While the embassy is still on its way, 2017 brought Jerusalem one clearly American emblem: the cheeseburger. Since opening its doors in January of this year, the aptly named Crave has been serving the local clientele a variety of dishes well-known to the American eater: In addition to the cheesy Craveburger, the menu includes burritos bursting with meats and vegetables, grilled sliders, Philly-style steak and cheese nachos, a tall Reuben sandwich and much more. The Nachos Grande appetizer in particular reads like the ultimate guilty pleasure: bacon, jalapenos, cheese, and sour cream, mingling in corn tortillas. How, one wonders, can you serve a juicy cheeseburger and still keep your restaurant kosher? At Crave, the new fast-casual restaurant by American chef Todd Aarons, the union is made possible thanks to a a couple of twists no one saw coming: vegan cheese and lamb bacon.
Aarons, who opened the restaurant with two business partners from the tech and dining worlds, lists a number of fine dining and casual American restaurants in his resume, some of them with a kosher angle. He grew up in California, worked as an apprentice at San Francisco’s famous Zuni Cafe, opened a kosher restaurant, Mosaica, in New Jersey, and, before moving to Israel, established and led Tierra Sur, the lauded kosher restaurant at Herzog Wine Cellars, a Jewish-owned winery in Oxnard, California. Being kosher in Jerusalem, however, is a different story. In Israel, and the Israeli capital in particular, restaurant kashrut is a dividing topic under the umbrella of governmental supervision; restaurants which operate with a certified kashrut stamp receive it from the Israeli Chief Rabbinate through a lengthy process. Restaurants that opt out risk never seeing kashrut-keepers inside their walls, and while in cosmopolitan Tel Aviv the non-kosher is norm, in religiously-skewed Jerusalem, restaurants serving seafood, pork, and meat and dairy combinations are a minority.
While some Israeli chefs, like the molecular-cuisine pioneer Meir Adoni, have recently declared kosher dining as the future of Israel and moved away from “forbidden” products altogether, Aarons decided to marry the prohibited with the decadent.
“We use our kashrut as a jumping board rather than a limitation,” Crave’s sous chef Yotam Cohen told the website Mako soon after the opening. “We’re not afraid to compare our food to non-kosher versions.” The vegan cheese, in the form of cheddar and mozzarella, and the vegan cream, all of which make several appearances throughout the menu, are made in-house from coconut oil. The lamb bacon is also prepared by the restaurant, and added to dishes like the rich “butcher” steak sandwich and the quesadilla. “This is a first, and it works,” gushed the hard-to-please Haaretz restaurant critic, Sagi Cohen, upon visiting.
He’s not wrong. Among completely kosher eateries, the odd kosher fine dining restaurant and the anything-goes epicurean establishments synonymous with the Tel Avivian food scene, Crave is carving a niche of its own, riding a number of trend waves at once.
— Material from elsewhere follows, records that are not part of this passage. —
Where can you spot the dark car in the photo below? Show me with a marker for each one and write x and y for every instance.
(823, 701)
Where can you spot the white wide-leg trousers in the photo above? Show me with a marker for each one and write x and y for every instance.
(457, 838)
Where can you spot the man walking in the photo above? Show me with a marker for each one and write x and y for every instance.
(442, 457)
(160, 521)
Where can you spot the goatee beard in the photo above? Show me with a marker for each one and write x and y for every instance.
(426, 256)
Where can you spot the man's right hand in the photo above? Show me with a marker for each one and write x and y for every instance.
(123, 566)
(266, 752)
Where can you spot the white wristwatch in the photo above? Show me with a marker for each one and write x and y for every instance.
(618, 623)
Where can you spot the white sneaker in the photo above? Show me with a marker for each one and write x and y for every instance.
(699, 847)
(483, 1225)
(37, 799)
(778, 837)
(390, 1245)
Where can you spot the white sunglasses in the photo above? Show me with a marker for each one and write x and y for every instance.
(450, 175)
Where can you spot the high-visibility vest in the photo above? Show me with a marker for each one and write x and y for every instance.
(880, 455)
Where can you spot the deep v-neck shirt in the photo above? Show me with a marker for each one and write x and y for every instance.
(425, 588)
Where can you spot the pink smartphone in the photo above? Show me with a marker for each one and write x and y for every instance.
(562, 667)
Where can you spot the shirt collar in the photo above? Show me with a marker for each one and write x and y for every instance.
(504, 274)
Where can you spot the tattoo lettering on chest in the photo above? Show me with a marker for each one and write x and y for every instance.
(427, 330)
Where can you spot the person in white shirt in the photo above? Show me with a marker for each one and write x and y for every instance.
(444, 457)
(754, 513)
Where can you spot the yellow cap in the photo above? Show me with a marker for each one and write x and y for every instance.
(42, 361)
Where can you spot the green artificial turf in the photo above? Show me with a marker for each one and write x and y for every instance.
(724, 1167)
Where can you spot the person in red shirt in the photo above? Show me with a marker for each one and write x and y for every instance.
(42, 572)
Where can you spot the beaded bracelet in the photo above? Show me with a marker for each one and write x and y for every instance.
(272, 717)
In addition to pioneering the gourmet-casual scene in the country, mixing sous-vide and meticulous prep with street food sensibilities, it successfully implements the American diner wave, which already brought Israel places like America, a large format Mexican taqueria-meets-hamburger joint in central Tel Aviv; the vegan wave, utilizing clever cheesemaking techniques; and the unstoppable kosher wave, which has been on the radars of many leading Israeli chefs in recent years, as the Orthodox representation in the Israeli government remains strong.
And there’s something else about Crave which is deeply trendy-American: There are no reservations. Only a restaurant that confidently knows people will be lining up for its fare can pull this one off.
Flora Tsapovsky is a San Francisco-based food and culture writer.